Septic arthritis (SA) caused by Staphylococcus aureus is a severe inflammatory joint disease, characterized by synovitis accompanied with cartilage destruction and bone erosion. The available antibiotic treatment alone is insufficient to resolve the inflammation that leads to high rates of morbidity and mortality. Among the CD4 T helper lymphocytes, the Th17 and Tregs are key regulators of immune homeostasis. A high Th17 could lead to autoimmunity, whereas an increase in Tregs indicates immunosuppression. Depending on the external cytokine milieu, naïve CD4 T cells transform into either Th17 or Treg cell lineage. TGF-β in the presence of IL-21 produces Th17 cells and drives the inflammatory cascade of reactions. We studied the effects of in vivo neutralization of TGF-β and IL-21 in septic arthritic mice to control arthritic inflammation, which has not been studied before. The arthritic index showed maximum severity in the SA group which substantially reduced in the Ab-treated groups. Flow cytometric analyses of peripheral blood collected from mice at 9DPI revealed the highest Th17/Treg ratio in the SA group but least in the combined-antibody-treated group. TGF-β1 and IL-21 cytokine production from serum, spleen, and synovial tissue homogenates was significantly reduced in the dual Ab-treated group than in the untreated SA group. From the Western blot analyses obtained from splenic lymphocytes at 9 DPI, we elucidated the possible underlying mechanism of interplay in downstream signalling involving the interaction between different STAT proteins and SOCS, NF-κB, RANKL, mTOR, iNOS, and COX-2 in regulating inflammation and osteoclastogenesis. On endogenous blockade with TGF-β and IL-21, the Th17/Treg ratio and resultant arthritic inflammation in SA were found to be reduced. Therefore, maintaining the Th17/Treg balance is critical to eradicate infection as well as suppress excessive inflammation and neutralization of TGF-β and IL-21 could provide a novel therapeutic strategy to treat staphylococcal SA.

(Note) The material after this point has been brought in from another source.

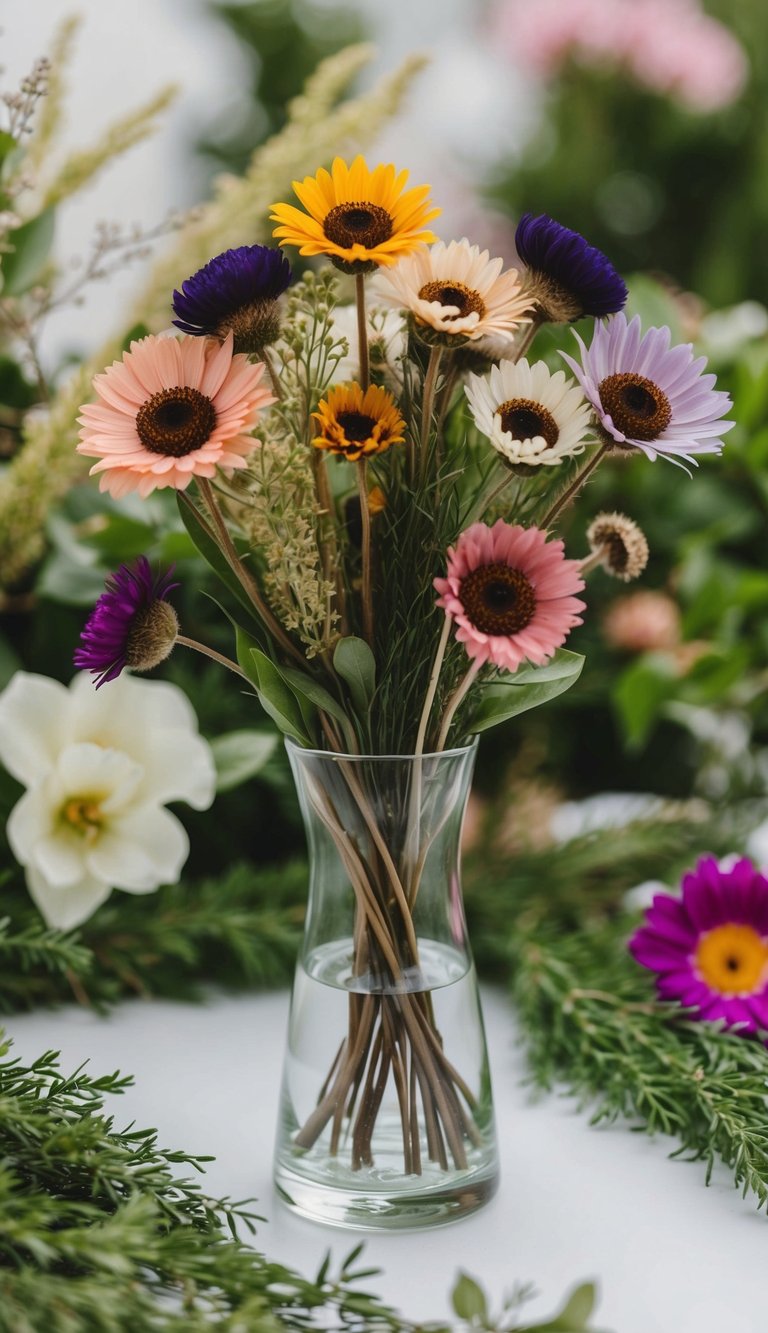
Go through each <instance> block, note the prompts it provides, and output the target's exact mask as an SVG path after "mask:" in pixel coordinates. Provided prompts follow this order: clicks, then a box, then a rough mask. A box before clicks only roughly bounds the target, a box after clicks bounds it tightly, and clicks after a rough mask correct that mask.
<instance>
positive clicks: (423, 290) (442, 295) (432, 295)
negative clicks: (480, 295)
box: [419, 281, 485, 320]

由金黄色葡萄球菌引起的化脓性关节炎(SA)是一种严重的炎症性关节疾病,其特征为滑膜炎并伴有软骨破坏和骨质侵蚀。仅现有的抗生素治疗不足以解决导致高发病率和死亡率的炎症。在CD4辅助性T淋巴细胞中,Th17和调节性T细胞(Tregs)是免疫稳态的关键调节因子。高比例的Th17会导致自身免疫,而Tregs增加则表明免疫抑制。根据外部细胞因子环境,初始CD4 T细胞会转变为Th17或Treg细胞谱系。在IL-21存在的情况下,转化生长因子-β(TGF-β)会产生Th17细胞并驱动炎症反应级联。我们研究了在化脓性关节炎小鼠体内中和TGF-β和IL-21对控制关节炎炎症的影响,此前尚未对此进行过研究。关节炎指数在SA组中显示出最大严重程度,而在抗体治疗组中则大幅降低。在感染后第9天(9DPI)从小鼠采集的外周血进行流式细胞术分析显示,SA组中Th17/Treg比例最高,而在联合抗体治疗组中最低。与未治疗的SA组相比,双抗体治疗组血清、脾脏和滑膜组织匀浆中TGF-β1和IL-21细胞因子的产生显著减少。从9 DPI时脾淋巴细胞的蛋白质印迹分析中,我们阐明了下游信号传导中相互作用的可能潜在机制,涉及不同信号转导和转录激活因子(STAT)蛋白与细胞因子信号转导抑制因子(SOCS)、核因子κB(NF-κB)、核因子κB受体活化因子配体(RANKL)、哺乳动物雷帕霉素靶蛋白(mTOR)、诱导型一氧化氮合酶(iNOS)和环氧化酶-2(COX-2)之间的相互作用,以调节炎症和破骨细胞生成。在用TGF-β和IL-21进行内源性阻断后,发现SA中的Th17/Treg比例及由此产生的关节炎炎症有所降低。因此,维持Th17/Treg平衡对于根除感染以及抑制过度炎症至关重要,中和TGF-β和IL-21可为治疗金黄色葡萄球菌性SA提供一种新的治疗策略。